Phuwin czasem zazdrościł Gemini'iemu tej niezachwianej pewności siebie i świadomości własnej wartości. Chłopak zachowywał się, jakby naprawdę był pieprzonym księciem i centrum wszechświata. Phu, patrząc na niego, ostatecznie pozbył się obaw. Gem nie był już małym chłopcem, którego trzeba było ciągle pilnować, żeby nie zrobił sobie krzywdy, bo był nadpobudliwy. Teraz to był Norawit, dorosły, młody i przystojny mężczyzna gotów zabić w imię obrony ważnej dla siebie osoby, a Fourth kimś takim dla niego był.

Gem wyjął z szafy dwie bardzo podobne do siebie czarne bluzy z kapturami i jedną z nich rzucił Phuwinowi.

– Ubierz to, nie chcę, żeby ktoś nas rozpoznał.

Po czym wybrał też mocno znoszone, ciemne, równe jeansy i nieco przybrudzone, białe trampki. Żadna z tych rzeczy nie była nowa, droga ani markowa, ponieważ chodziło mu o ewentualne wtopienie się w tłum, a do tego nie nadawało się nic od Louis Vuitton czy Prady. Dla niepoznaki domalował sobie kilka piegów na twarzy(jeden w tym samym miejscu na nosie, w którym znajdował się pieg u Fourth'a). Na palce wsunął obrączki kupione za bezcen u znajomego jubilera, wierząc, że uderzenie ręką wyposażoną w choćby tak mały kawałek metalu będzie skuteczniejsze niż cios gołą ręką.

Gem chciał zabrać pistolet z szafki, ale Phu go powstrzymał.
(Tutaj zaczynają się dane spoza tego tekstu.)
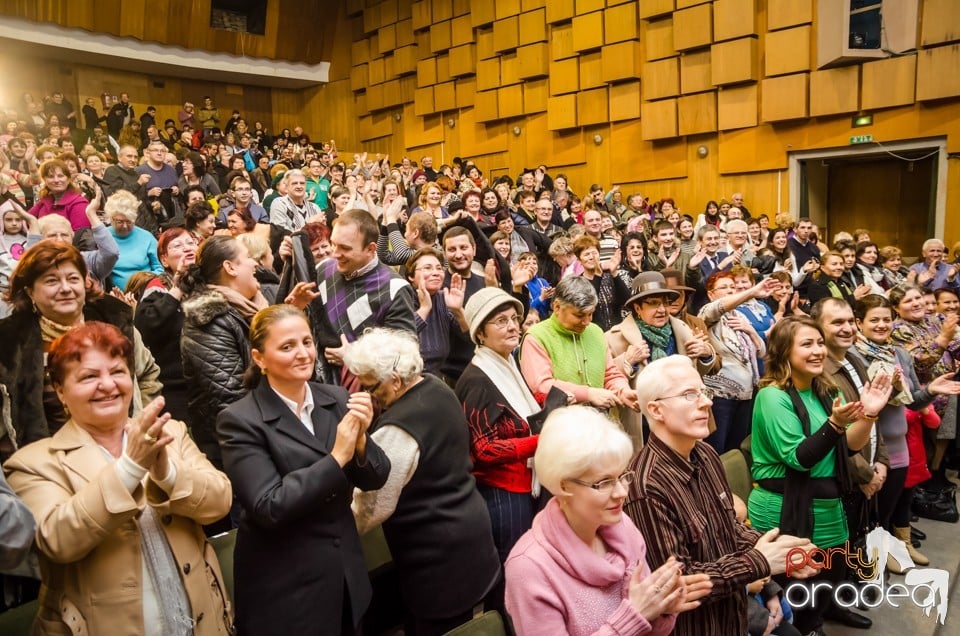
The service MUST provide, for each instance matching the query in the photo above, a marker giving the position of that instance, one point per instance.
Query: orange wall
(655, 79)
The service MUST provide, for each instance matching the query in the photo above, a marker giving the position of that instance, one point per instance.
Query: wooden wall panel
(695, 72)
(937, 75)
(693, 27)
(787, 13)
(661, 79)
(588, 31)
(535, 95)
(561, 42)
(510, 101)
(533, 60)
(533, 27)
(562, 112)
(941, 22)
(621, 61)
(621, 23)
(783, 98)
(697, 114)
(655, 8)
(482, 12)
(835, 91)
(625, 101)
(659, 119)
(592, 107)
(506, 34)
(787, 51)
(560, 11)
(734, 61)
(658, 36)
(591, 70)
(461, 31)
(887, 83)
(737, 107)
(734, 19)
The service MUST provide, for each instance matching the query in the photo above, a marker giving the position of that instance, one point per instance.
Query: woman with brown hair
(49, 296)
(59, 195)
(802, 436)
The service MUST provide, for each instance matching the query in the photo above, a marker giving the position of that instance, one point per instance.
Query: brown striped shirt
(685, 508)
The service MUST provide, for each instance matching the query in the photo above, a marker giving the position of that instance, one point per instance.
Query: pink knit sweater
(557, 585)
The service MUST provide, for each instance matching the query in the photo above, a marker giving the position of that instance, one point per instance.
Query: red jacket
(917, 471)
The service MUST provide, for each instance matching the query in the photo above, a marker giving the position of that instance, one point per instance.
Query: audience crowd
(526, 384)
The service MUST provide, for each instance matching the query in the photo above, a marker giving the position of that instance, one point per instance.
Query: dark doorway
(892, 198)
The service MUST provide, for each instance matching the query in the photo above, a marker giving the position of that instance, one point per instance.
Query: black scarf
(799, 489)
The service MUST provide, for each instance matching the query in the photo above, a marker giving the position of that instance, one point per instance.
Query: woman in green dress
(802, 434)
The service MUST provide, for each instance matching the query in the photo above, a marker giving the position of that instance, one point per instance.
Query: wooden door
(889, 197)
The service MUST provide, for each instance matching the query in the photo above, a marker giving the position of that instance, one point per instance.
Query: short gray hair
(295, 172)
(122, 203)
(54, 221)
(381, 351)
(575, 439)
(654, 380)
(576, 291)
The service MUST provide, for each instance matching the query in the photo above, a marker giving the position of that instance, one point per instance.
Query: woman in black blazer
(298, 566)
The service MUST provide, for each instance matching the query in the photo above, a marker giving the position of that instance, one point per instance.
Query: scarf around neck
(246, 306)
(881, 358)
(658, 337)
(506, 377)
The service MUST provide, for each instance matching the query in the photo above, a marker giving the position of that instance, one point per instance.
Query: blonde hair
(122, 203)
(575, 439)
(257, 246)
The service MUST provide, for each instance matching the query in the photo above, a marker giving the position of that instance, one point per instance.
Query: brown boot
(904, 535)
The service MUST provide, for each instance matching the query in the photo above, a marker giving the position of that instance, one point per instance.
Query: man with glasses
(681, 502)
(651, 333)
(242, 191)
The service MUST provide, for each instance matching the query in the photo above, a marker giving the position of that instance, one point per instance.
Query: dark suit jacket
(297, 545)
(859, 464)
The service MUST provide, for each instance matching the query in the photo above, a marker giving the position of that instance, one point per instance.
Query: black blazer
(297, 544)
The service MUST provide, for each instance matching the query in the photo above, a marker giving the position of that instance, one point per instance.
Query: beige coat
(89, 540)
(627, 333)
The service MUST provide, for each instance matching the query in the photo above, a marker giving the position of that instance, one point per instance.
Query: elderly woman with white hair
(582, 568)
(933, 272)
(435, 522)
(138, 248)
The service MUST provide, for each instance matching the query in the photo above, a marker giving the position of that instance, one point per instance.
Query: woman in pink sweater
(582, 570)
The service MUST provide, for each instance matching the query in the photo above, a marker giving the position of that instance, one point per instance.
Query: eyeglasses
(692, 395)
(606, 486)
(371, 389)
(504, 321)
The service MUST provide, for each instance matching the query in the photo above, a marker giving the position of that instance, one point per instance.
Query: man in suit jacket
(651, 333)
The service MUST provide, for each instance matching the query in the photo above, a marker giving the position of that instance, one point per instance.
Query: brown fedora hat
(650, 284)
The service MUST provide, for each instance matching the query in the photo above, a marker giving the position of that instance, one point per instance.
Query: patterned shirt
(685, 508)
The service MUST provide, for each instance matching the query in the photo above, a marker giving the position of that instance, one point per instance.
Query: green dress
(777, 432)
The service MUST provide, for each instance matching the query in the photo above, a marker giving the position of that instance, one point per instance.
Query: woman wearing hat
(497, 403)
(650, 333)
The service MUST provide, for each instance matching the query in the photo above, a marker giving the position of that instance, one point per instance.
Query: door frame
(879, 150)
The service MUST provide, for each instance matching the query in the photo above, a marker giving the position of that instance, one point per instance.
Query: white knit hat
(485, 302)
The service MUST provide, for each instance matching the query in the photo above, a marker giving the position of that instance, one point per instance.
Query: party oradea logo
(926, 588)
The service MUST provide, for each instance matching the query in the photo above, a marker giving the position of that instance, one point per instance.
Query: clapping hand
(302, 295)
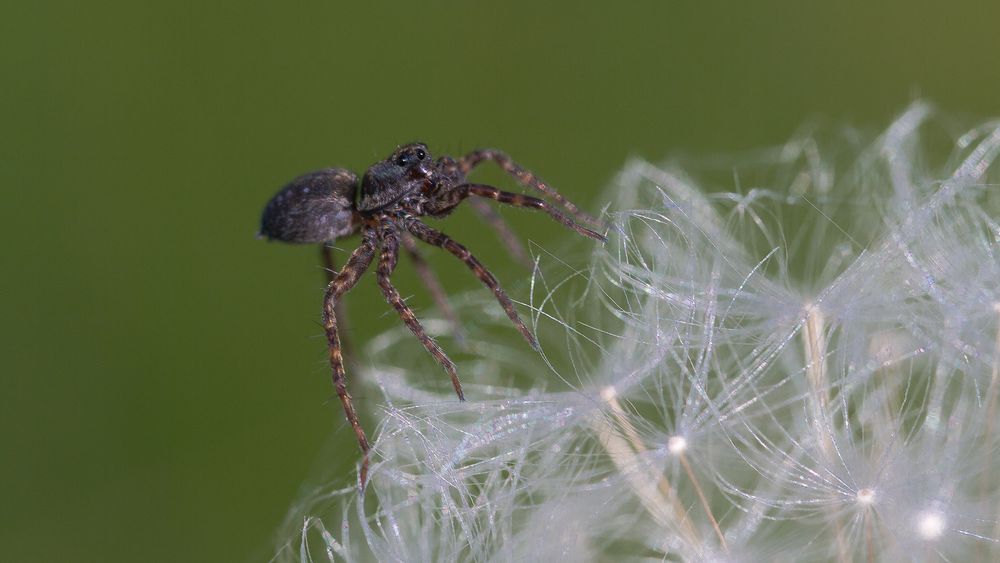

– Nie bierz tego, bo pomyślą, że przyszedłeś ich zaatakować. Pokaż im, że masz dobre zamiary. Żadnej broni.

– Okay.

– I... I idę z tobą.

– Ale...

– Nie ma żadnego „ale", idziemy razem albo nie idziesz wcale.

Phuwin był nieugięty, a Gem nie miał najmniejszej ochoty z nim walczyć. Wyszli z mieszkania razem. Phu przekazał Gem'owi kartkę z odręcznie napisanym adresem. Okazało się, że to niedaleko. Ruszyli przed siebie szybkim krokiem, naciągając kaptury czarnych bluz na głowy. Było już bardzo późno, większość ludzi już powoli szykowała się do snu. Po ulicach szwendali się tylko ostatni maruderzy.